San Mateo en su evangelio afirma que “Al crecer la maldad se enfriará el amor en la mayoría”. Cuanta verdad hay en esta frase y que actualidad tiene. Algunos falsos profetas engañan a mucha gente hasta apagar la caridad en los corazones. De todos los juicios que entablamos en la vida ninguno es tan importante como el que entablamos sobre nosotros mismos, ya que ese juicio afecta al propio núcleo de nuestra existencia.
El modo en que nos relacionamos con nosotros mismos afecta al modo con que nos relacionamos con los demás, con el mundo que nos rodea y con el universo visible e invisible que constituye nuestro contexto esencial. Existe una cierta relación entre el grado de autoestima que tiene la persona y el grado de bienestar mental del que goza, del mismo modo que existe cierta conexión entre el estado de la autoestima de una persona y su conducta con los demás.
Goethe afirmaba que “el peor de los males que le puede suceder al hombre es que llegue a pensar mal de sí mismo”. No sería lo peor pues si reflexionamos sobre nosotros mismos no pecamos de idiotas morales o en otras palabras somos conscientes de nosotros mismos y no hemos caído en algún tipo de psicopatía o necedad. Sentirse competente para vivir significa tener confianza en el funcionamiento de la propia mente. La conciencia es al final es el medio de supervivencia básico.
El mal de nuestro tiempo tiene su móvil fundamental en la necedad. El deicidio de Dios en la cruz fue atribuido a la necedad, “no saben lo que hacen”. Bonhoeffer, un teólogo protestante víctima de la Gestapo, escribió también desde el campo de exterminio de Flössenburg, que la necedad constituye un enemigo más peligroso que la maldad. Ante el mal podemos al menos protestar, dejarlo al descubierto y provocar en el que lo ha causado alguna sensación de malestar.
Ante la necedad, en cambio, ni la protesta, ni la fuerza surten efecto. El necio deja de creer en los hechos e incluso los critica; se siente satisfecho de sí mismo y si se irrita pasa al ataque. “Debido a ello - escribía Bonhoeffer -, debe tenerse mayor precaución frente al necio que frente al malo”.

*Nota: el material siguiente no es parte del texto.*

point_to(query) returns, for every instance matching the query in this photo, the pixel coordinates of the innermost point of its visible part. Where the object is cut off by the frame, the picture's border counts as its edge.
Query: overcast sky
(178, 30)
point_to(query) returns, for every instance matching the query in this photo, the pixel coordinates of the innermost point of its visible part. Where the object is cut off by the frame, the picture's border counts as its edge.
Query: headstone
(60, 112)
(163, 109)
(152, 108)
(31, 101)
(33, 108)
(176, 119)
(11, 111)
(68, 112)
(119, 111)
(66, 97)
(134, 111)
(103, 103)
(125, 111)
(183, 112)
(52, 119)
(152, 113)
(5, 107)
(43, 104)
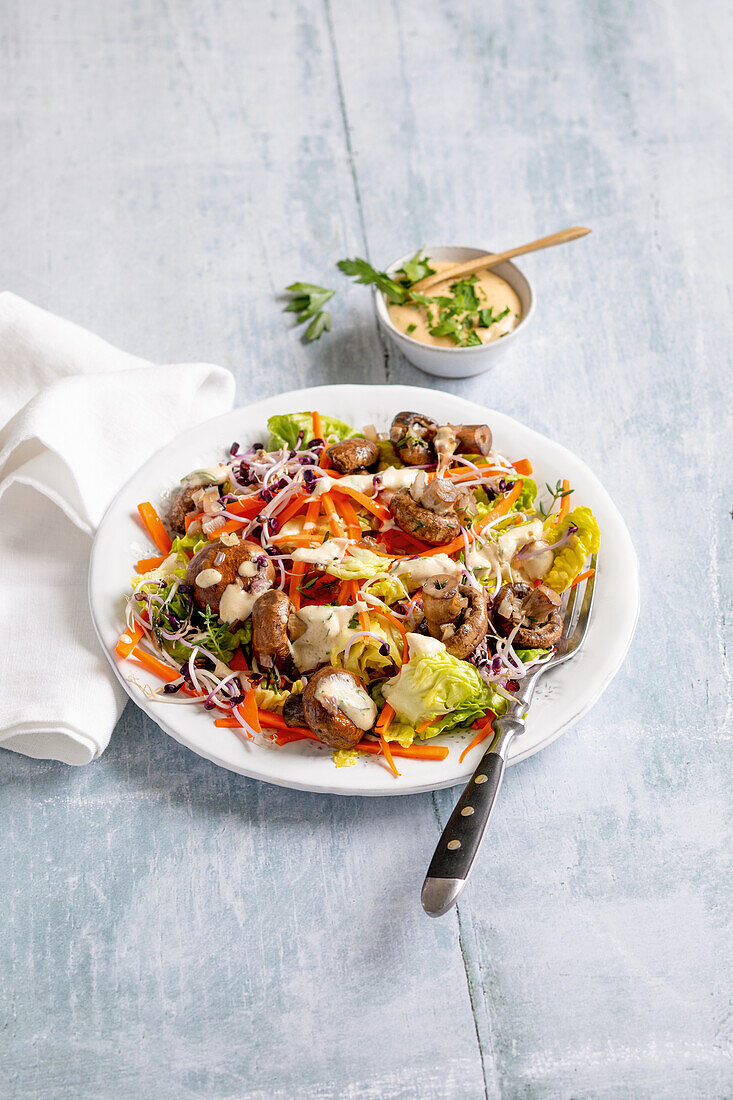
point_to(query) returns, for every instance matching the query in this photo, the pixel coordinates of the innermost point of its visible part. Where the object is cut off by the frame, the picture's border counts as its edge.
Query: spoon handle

El necio, del latín “nescius”, es el que “ignora” o “no sabe”. Debemos pues, siguiendo la advertencia anterior, permanecer en guardia contra un número demasiado alto de nuestros congéneres, que se agrupan en todos los aspectos punteros de nuestra sociedad. Cada día parece que nos sale al paso un necio. Cada día asistimos a declaraciones que brillan a un nivel alto de necedad. No podemos tampoco afirmar que estamos rodeados de seres que ponen en peligro nuestra vida, pues vivir así no valdría la pena. La necedad como afirmaba Bonhoeffer, es un defecto humano, “un defecto integral de la persona, que pierde hasta su yo”. Hay que seguir pensando que la necedad es un defecto intelectual, es decir, con un origen concreto y contra el que no carecemos de medios para intentar evitar sentirnos totalmente imponentes.

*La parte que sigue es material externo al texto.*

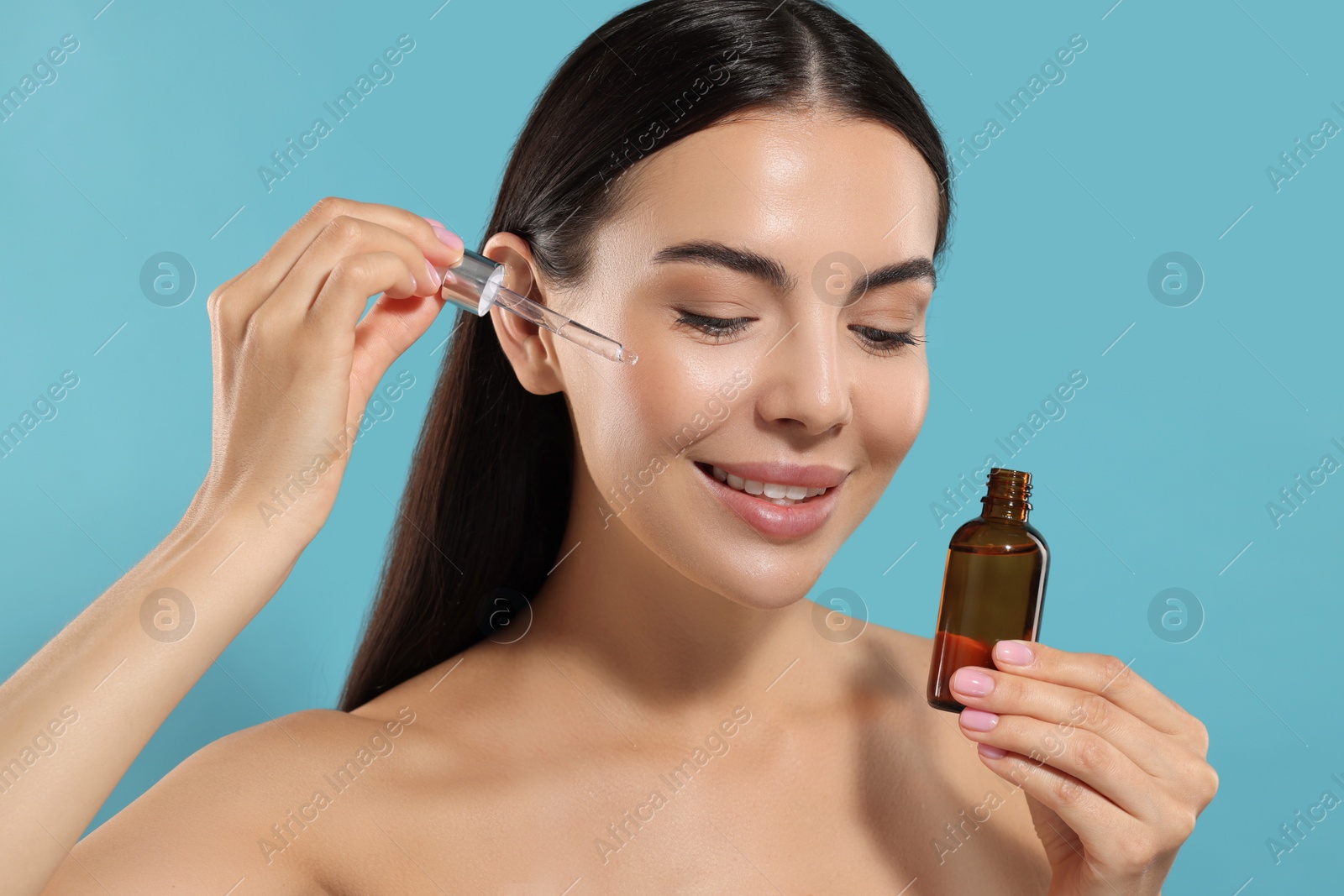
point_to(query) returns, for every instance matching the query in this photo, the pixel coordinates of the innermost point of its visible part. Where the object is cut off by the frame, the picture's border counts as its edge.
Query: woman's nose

Dios perdonó al que “no sabía lo que hacía, mientras que acusó duramente a los que violaban el templo o el corazón de un niño sabiendo bien lo que hacen”. La necedad es todavía la causa del mal de nuestro siglo. Pero ni todos los necios son necesariamente perversos, ni todos los inteligentes son cándidos. Mucho más que una conjura de los necios hay que temer a una conjura de los dotados de un buen coeficiente intelectual, y especialmente cuando se comportan en lo ético con la misma insensibilidad del necio. En este terreno puede ser, y de hecho es, mucho peor el listo que el estúpido. El exterminador metódico suele ser alguien de este tipo.
El mal capital de nuestra época tiene su causa en la apatía moral de los seres inteligentes. Por eso no los llamamos necios, ni simplemente idiotas. El asesino de masas, el acosador, el delincuente, el intransigente, etc, son, ante todo, unos idiotas morales. Todos nosotros experimentamos quiénes somos en el contexto de nuestras relaciones. Aprendamos pues a relacionarnos bien con las personas y con lo que nos rodea, pues somos la única especie libre de ignorar nuestro propio conocimiento o de traicionar nuestros propios valores.